Often it’s not new things, but being reminded of the things we know.

In 2024, I received my first cash return from an angel investment.

Like 95% of startups, it wasn’t a success. 

But the founders were able to secure a sale and return some of the money investors had put in.

The thing is—I had a feeling it might not work from the start. I learned a similar lesson in my own journey.

I share this because in life, it's often not about learning new things. It's about reminding ourselves of what we already know.

I’m no expert in the game, but I have picked up some lessons from the investments I’ve made.

Here are six of them.

1. Product is Science, Distribution is Art

I've seen many companies build great products that solve big problems. But they don't reach the success or scale they needed to survive.

It doesn’t matter how good the product is if no one knows about it. 

You may think it's an easy fix - just start marketing the product or service.
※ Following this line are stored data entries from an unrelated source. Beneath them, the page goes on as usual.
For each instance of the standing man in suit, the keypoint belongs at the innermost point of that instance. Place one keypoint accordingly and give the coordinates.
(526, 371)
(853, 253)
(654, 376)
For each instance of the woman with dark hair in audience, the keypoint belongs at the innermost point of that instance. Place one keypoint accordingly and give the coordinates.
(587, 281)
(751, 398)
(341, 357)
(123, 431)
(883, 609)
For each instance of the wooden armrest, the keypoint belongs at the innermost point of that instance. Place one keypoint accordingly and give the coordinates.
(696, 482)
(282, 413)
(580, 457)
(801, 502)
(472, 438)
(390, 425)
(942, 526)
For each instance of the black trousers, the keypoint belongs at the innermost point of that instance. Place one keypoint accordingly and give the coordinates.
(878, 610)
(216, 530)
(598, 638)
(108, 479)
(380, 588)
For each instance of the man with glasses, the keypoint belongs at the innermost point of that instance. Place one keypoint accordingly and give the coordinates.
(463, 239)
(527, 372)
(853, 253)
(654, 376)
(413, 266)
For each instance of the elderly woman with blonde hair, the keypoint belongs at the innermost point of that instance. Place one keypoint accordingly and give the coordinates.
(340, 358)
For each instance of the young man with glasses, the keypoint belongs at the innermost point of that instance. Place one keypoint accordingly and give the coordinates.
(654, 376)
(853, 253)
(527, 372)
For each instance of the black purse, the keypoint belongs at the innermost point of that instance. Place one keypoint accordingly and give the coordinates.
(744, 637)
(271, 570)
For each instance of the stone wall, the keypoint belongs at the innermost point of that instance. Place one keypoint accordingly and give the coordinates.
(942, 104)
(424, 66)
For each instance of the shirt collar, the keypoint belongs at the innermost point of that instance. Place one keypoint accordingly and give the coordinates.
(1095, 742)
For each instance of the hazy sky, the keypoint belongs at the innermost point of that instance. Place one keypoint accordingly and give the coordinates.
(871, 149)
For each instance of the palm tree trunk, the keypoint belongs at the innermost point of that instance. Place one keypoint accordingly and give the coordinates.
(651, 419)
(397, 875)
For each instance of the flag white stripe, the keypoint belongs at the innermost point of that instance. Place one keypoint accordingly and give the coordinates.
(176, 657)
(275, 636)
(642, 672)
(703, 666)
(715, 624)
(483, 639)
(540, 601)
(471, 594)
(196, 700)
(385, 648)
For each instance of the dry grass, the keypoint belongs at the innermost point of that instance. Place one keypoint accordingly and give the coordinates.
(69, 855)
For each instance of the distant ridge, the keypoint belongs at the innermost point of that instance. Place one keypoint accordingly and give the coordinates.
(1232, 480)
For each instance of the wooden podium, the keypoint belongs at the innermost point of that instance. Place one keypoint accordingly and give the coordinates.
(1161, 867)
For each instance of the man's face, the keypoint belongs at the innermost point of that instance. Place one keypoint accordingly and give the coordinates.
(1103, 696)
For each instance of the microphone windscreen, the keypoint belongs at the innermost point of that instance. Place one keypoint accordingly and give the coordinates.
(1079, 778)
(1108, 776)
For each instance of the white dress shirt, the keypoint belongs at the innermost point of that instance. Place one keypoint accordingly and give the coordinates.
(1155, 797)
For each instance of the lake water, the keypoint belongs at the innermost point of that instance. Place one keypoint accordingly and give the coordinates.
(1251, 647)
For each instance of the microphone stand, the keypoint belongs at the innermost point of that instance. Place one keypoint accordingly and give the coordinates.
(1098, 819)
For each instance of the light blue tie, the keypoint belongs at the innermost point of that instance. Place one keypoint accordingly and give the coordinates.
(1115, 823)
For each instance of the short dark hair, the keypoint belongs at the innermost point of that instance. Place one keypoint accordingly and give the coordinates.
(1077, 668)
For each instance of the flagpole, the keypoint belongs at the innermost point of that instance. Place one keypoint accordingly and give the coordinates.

But in a world with consumers and businesses are hearing 50+ sales pitches a day, it can be hard to get people to engage. No one cares as much as you do.

As Ogilvy says, “You’re not marketing a standing army, but a raving crowd.”

What I’ve learned is that building a product is generally easy and a matter of process. 

But building repeatable, scalable distribution and a message that resonates? That’s art.

The question for you is: Will this startup be able to break out from the noise?

2. Investor Updates = The Journey

One of the many joys of angel investing is being part of the journey.

People love being able to help and create something new.

But as Naval says, “A monthly salary is as addictive as heroin.”

Angel investing is often a way of getting the thrill and upside while keeping a 9-to-5 job.

The thing is that investor updates are often the only ‘experience’ investors get.

They are not part of product or marketing decisions but do want to help in any way they can. If you can't stay updated, you can't help.

Like most things - the journey is almost as important as the destination.

Those 300 words that founders send out each month are that journey.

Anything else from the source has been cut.